Frauen – Bewegung – Interkulturell. Aktionsbündnis lässt Migrantinnen kicken
von verlag • 27.08.2009 • Kategorien: Allgemein, SportSport- und Gesundheitsangebote für Frauen mit Migrationshintergrund zu schaffen, ist das Ziel des Oldenburger Aktionsbündnisses »Migration & Mobilität – Für mehr Bewegung im sozialen Raum«, das zwei Jahre vom Bundesministerium für Gesundheit mit über 450.000 Euro gefördert wird. Oldenburg konnte sich bei der Förderinitiative »Gesunde Lebensstile und Lebenswelten« als eine von elf Regionen Deutschlands gegen 140 Mitbewerber durchsetzen. Geleitet wird das Projekt von Prof. Dr. Thomas Alkemeyer und Rea Kodalle, Sportsoziologen an der Universität Oldenburg.
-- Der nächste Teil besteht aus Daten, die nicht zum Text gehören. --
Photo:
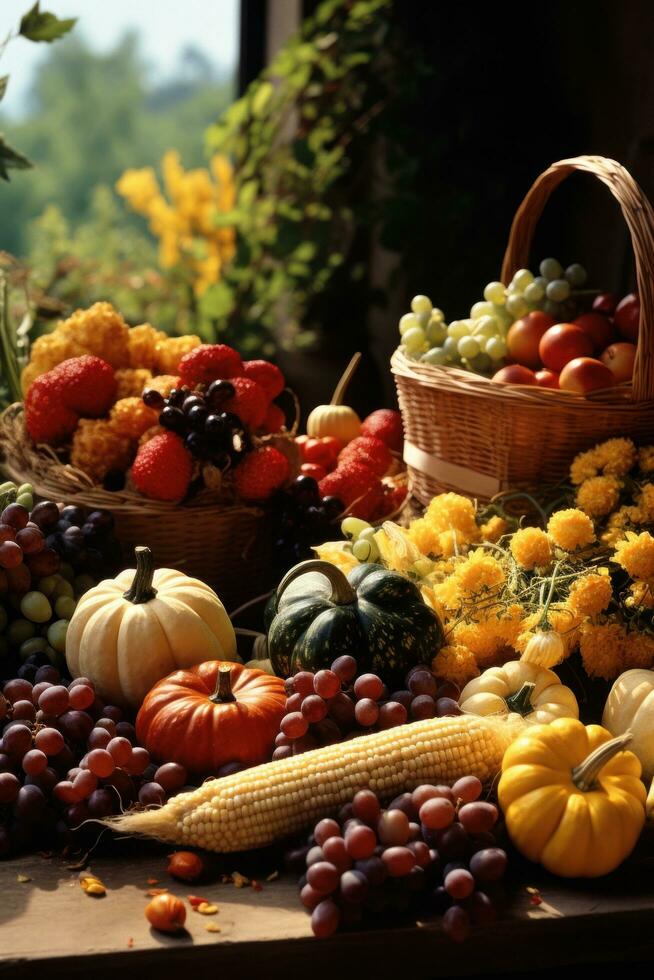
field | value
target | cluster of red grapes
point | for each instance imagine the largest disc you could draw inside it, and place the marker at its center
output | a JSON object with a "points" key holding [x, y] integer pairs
{"points": [[432, 848], [65, 757], [198, 416], [333, 705]]}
Das bereits im August 2008 ins Leben gerufene Aktionsbündnis aus Sportwissenschaft, Sportvereinen und Gemeinwesenarbeit hat sich zum Ziel gesetzt, spezielle Sport- und Gesundheitsangebote für Frauen in benachteiligten Lebenslagen zu entwickeln. Hintergrund ist, dass diese Frauen reguläre Angebote kaum in Anspruch nehmen, obwohl sie – wie Untersuchungen belegen – durchaus ein Interesse an Sport und Bewegung haben. Um die Präventionsangebote besser an die Lebensbedingungen und Verhaltensgewohnheiten der Migrantinnen anzupassen, arbeiten WissenschaftlerInnen, SozialpädagogInnen und SportpraktikerInnen in dem Aktionsbündnis eng mit Personen aus dem Adressatenkreis zusammen.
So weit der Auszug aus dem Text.